Ancient Chersonesos Taurica

Located on the shores of the Black Sea, rubbing shoulders with the modern suburbs of the city of Sevastopol in the Crimea region of Ukraine, Chersonesos Taurica is an archaeological site of an ancient Greek colony which was founded around 2,500 years ago. At that time, this scenic part of Ukraine was called Taurica by the Greeks and Romans, and evidence of occupation by these two influential powers is found in a number of places in the region. This particular settlement is believed to have been established by settlers from Heraclea Pontica (in Asia Minor) in the 6th century BC and was a thriving and strategically important city in its time.

With the majestic St Vladimir’s Cathedral on a hill overlooking the ruins, the excavations give some indication of the size and prosperity of the city, which has come to be referred to as the ‘Ukrainian Pompeii’, as well as the ‘Russian Troy’. The name Chersonesos, however, is simply the Greek word for ‘peninsula’, describing its location.

Chersonesos has a long and fascinating history, which saw a line of princes, or tyrants, depending on who is telling the tale, coming and going, dynasties rising and falling, some events being lost in the annals of history, others being passed on orally, and yet others recorded for future generations. Chersonesos eventually came under Genoese control in the early 1200s, with the town being sacked by the armies of Nogai Khan (a great-great-grandson of the notorious Genghis Khan) in 1299, before being destroyed by Edigu (a Mongol emir of the Nogai Horde) and completely abandoned a century later. It was in the late 19th century that the St Vladimir’s Cathedral was built and it is an attraction in Sevastopol in its own right.

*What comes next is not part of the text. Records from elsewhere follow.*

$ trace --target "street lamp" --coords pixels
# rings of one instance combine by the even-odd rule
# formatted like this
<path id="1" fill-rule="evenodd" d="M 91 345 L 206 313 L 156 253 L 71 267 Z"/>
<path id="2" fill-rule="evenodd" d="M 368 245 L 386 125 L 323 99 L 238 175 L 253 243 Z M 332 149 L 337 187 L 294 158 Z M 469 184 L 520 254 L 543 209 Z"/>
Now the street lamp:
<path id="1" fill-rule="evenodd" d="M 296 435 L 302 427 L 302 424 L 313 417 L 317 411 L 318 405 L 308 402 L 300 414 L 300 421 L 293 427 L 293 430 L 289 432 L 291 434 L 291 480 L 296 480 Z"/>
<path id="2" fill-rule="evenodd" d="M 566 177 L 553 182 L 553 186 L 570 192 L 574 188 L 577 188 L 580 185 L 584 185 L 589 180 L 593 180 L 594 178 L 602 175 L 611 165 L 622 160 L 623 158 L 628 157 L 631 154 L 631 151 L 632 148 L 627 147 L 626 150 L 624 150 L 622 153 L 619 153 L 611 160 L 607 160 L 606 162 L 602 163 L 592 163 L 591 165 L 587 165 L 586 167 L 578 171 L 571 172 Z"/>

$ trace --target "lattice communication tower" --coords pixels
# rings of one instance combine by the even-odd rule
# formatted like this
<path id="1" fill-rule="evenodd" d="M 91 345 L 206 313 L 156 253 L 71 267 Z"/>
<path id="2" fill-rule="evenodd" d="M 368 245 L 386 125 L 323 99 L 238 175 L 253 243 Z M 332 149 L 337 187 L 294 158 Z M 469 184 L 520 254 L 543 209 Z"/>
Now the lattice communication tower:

Visitors to Chersonesos Taurica will note the remains of the defensive wall, which measures hundreds of meters and served as a barrier to protect the people of the city. Among the buildings within these protective walls are a Greek temple, a Roman amphitheater and a range of buildings reflecting Roman, Greek and Byzantine culture. Among the many graves in the burial grounds of the city are some which reveal burial practices from cultures other than Greek, with stones and memorial items marking individual tombs. Cast in 1778 from cannons confiscated from Turkish troops during the Russo Turkish War of 1768-1774, the bell of Chersonesos is suspended between two stone towers and is an attraction to be included in a visit to the ruins.

In an effort to preserve this historical site, which is in danger of being overrun by the encroaching suburbs of Sevastopol and is threatened by coastal erosion, Chersonesos Taurica is under state protection. It has been nominated to go on the Ukrainian Government’s World Heritage List as well as being noted by the Global Heritage Fund on their report entitled “Saving our Vanishing Heritage”. Clearly, Chersonesos Taurica deserves a spot on your itinerary when exploring the many treasures on offer in Sevastopol and the Crimea region.